Я вспомнил, что читал её личное дело во время перелёта, её отцом являлся космонавт, этнический русский, а матерью – японка, радиофизик по профессии. Так что вопрос девушки был до известной степени личным – она являлась космонавтом во втором поколении.

– Мне кажется, что проблема второго и в особенности третьего поколения, родившихся в космосе, окажется двоякой: с одной стороны, мы увидим людей, которые на голубом глазу скажут родителям «мы не просили вас посылать нас к звёздам, мы бы очень хотели жить на Земле». И в этом своём желании они будут совершенно правы. Ведь родители приняли решение за них, не оставив выбора, а вот имеют ли родители подобное моральное право? Помимо этого, проблема поколений может оказаться и совсем иного рода: мы можем получить потомков, которых один мой хороший знакомый назвал… э-э… – тут я запнулся, не зная, как корректнее выразиться. – «поколением крыс». Люди, выросшие в условиях ограниченного объёма корабля – пусть даже и очень большого, но всё равно весьма ограниченного – могут оказаться напрочь лишенными «комплекса Колумба». Они могут рассуждать так: зачем высаживаться на чужие планеты? зачем строить небольшие и не очень-то комфортные базы-поселения? зачем рисковать, покидая корабль? Ведь корабль даёт всё необходимое, фактически воспроизводит сам себя – от воды, до главной энергетической установки, которую можно построить полностью с «нуля» в корабельных условиях. Другими словами, зачем вылезать из норы, если в ней тепло и сухо…

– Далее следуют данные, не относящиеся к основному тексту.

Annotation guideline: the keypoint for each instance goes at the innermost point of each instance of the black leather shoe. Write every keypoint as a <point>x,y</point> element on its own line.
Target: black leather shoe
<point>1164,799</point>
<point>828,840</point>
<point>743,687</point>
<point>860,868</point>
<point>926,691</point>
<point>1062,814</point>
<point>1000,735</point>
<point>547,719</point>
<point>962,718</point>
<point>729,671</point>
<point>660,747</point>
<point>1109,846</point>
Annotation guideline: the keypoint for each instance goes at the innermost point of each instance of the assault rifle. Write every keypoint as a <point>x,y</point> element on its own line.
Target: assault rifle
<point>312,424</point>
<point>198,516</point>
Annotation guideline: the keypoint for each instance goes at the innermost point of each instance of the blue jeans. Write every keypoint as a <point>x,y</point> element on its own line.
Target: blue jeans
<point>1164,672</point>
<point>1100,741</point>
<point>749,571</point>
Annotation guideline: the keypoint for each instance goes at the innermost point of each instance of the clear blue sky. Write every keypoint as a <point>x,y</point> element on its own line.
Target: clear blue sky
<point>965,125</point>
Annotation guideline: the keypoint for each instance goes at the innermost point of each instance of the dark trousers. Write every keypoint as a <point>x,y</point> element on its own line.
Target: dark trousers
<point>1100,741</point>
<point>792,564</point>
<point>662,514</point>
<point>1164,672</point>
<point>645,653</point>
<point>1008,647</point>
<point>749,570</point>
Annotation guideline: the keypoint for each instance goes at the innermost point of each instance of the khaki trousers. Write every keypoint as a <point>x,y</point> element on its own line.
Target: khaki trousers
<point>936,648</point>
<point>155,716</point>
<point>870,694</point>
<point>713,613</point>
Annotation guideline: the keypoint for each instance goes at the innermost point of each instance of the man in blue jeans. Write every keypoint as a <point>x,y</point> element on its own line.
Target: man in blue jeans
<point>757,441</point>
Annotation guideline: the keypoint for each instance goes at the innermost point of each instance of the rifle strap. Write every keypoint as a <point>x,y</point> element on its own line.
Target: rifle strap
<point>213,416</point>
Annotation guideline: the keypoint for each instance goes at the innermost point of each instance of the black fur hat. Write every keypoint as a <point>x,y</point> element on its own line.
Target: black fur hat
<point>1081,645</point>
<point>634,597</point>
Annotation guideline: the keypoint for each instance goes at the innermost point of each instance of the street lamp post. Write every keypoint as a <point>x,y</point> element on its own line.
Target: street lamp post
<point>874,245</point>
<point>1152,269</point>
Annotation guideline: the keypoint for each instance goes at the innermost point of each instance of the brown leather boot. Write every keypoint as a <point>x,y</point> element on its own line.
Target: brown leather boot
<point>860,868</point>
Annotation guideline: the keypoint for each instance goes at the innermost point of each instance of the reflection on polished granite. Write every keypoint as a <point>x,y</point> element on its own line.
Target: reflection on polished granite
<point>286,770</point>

– Вы хотите сказать, что носители «комплекса Колумба» никогда не договорятся с «поколением крыс»? – уточнил Толик.

– Мы обсуждаем покуда чисто умозрительную ситуацию, но как кажется, конфликт интересов может оказаться непримиримым. И если в один далеко не прекрасный день «крыс» на борту корабля станет больше «колумбов», то миссия окажется проваленной даже не начавшись. Заметьте, мы пока даже не рассматриваем ситуации с внезапным осложнением обстановки на борту из-за неких случайных факторов, нештатных ситуаций, типа, аварии, столкновения с метеоритом или, скажем, эпидемией. Речь о конфликте, обусловленном сугубо внутренними причинами.

– Кстати, мысль про эпидемию на борту межзвёздного корабля отдаёт радикальной новизной. – подала голос молчавшая до того дама со значком «Анна Ширстова, группа МТО». – Поясните, пожалуйста, что имеется в виду, какая такая пандемия может поджидать космонавтов в паре световых лет от Солнца: чума? проказа? сифилис, может, какой энурез или сколиоз?

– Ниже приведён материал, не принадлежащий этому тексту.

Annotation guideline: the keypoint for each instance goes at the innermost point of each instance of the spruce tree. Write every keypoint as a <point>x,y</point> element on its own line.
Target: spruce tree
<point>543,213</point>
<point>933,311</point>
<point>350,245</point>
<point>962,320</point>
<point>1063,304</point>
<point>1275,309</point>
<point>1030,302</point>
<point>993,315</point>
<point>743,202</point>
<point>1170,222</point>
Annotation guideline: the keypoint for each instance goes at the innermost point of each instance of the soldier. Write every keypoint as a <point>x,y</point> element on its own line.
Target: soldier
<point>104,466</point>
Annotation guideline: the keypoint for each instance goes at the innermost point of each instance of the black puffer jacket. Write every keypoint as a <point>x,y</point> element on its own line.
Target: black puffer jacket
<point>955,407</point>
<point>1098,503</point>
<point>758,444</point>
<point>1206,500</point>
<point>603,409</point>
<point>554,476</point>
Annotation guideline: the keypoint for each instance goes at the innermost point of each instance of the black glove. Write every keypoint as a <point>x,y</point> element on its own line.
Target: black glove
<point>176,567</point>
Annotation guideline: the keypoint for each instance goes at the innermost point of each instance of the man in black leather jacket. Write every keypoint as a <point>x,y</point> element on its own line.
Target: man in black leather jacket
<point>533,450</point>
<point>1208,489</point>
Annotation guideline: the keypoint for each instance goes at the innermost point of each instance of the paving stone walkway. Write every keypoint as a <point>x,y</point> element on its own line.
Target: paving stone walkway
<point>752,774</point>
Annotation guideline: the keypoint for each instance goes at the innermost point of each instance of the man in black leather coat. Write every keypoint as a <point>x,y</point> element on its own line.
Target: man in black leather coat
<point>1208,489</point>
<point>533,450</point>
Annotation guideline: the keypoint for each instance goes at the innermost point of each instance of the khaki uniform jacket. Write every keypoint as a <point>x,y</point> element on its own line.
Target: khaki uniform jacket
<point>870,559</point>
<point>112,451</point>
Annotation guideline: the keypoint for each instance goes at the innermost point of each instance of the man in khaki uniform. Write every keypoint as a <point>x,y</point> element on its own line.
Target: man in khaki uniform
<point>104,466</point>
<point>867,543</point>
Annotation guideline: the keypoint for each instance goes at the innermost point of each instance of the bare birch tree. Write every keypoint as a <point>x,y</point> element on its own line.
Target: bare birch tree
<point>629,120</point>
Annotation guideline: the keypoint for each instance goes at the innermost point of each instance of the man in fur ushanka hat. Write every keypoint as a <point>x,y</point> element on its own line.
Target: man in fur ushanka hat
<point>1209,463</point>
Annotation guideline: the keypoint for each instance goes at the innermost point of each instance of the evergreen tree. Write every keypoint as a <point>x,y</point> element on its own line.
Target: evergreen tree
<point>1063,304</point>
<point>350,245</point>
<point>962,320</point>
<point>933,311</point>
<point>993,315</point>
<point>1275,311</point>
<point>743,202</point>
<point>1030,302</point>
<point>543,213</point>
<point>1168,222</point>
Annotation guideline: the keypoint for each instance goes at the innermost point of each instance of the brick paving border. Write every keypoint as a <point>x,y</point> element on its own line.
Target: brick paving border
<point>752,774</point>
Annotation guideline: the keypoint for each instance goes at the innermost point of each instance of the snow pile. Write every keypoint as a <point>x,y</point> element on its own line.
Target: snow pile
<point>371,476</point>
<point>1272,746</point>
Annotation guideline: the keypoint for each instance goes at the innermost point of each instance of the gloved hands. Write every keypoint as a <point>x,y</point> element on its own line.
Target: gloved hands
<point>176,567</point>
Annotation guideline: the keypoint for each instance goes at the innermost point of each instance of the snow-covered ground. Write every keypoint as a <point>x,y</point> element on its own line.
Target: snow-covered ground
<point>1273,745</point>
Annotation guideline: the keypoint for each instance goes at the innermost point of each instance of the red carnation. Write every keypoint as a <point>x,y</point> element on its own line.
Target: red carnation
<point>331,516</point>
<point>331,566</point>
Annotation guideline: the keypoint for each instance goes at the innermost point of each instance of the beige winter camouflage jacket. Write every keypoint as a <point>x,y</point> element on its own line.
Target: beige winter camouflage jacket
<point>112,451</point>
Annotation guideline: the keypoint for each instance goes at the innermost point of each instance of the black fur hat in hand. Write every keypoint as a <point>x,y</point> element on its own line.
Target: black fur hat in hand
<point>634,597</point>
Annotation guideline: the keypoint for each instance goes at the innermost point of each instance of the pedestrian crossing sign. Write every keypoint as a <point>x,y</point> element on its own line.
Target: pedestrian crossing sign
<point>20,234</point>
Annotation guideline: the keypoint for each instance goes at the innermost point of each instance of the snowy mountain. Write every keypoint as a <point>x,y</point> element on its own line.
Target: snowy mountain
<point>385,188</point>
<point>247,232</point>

Дамочка ёрничала и это выглядело в тот момент неуместно. Я почувствовал сквозившее в её словах раздражение, хотя и не мог понять его причину. Поэтому ответил максимально корректно:

– Считается, что все, находящиеся на борту межзвёздного корабля, будут жить в условиях исключительно высоких стандартов чистоты. А это может привести к деградации иммунной системы. А потому цветение в оранжерее какой-нибудь лилии сорта «лоллипоп» при попадании в систему вентиляции её запаховых маркеров может привести к аллергическим реакциям. С самыми серьёзными последствиями. Это всего один пример нештатной ситуации из тысяч возможных! Медицинский департамент «Роскомоса» приравнивает последствия конкретно этой ситуации к эпидемическим.

– Это всё интересно, – подала голос примолкнувшая было Татьяна Авдеева, та самая, что обратила на себя моё внимание провокативной талией и звонким голосом. – Но имело бы смысл рассказать обо всех этих необычайных домыслах участникам проекта. Устроить публичную дискуссию. Кому, кстати, ещё пива?

Я не отказался и Авдеева принесла мне ещё один ледяной бокал. Перед собой поставила такой же.

– А как вы умудрились попасть в экипаж «Юрия Долгорукого» до официального конкурса? – спросила Татьяна. В ту секунду, когда она пододвигала бокал с пивом, наши пальцы соприкоснулись. У неё была холодная рука и длинные красивые музыкальные пальчики. Она вообще была вся такая занятная, что на неё хотелось бы посмотреть в другой обстановке.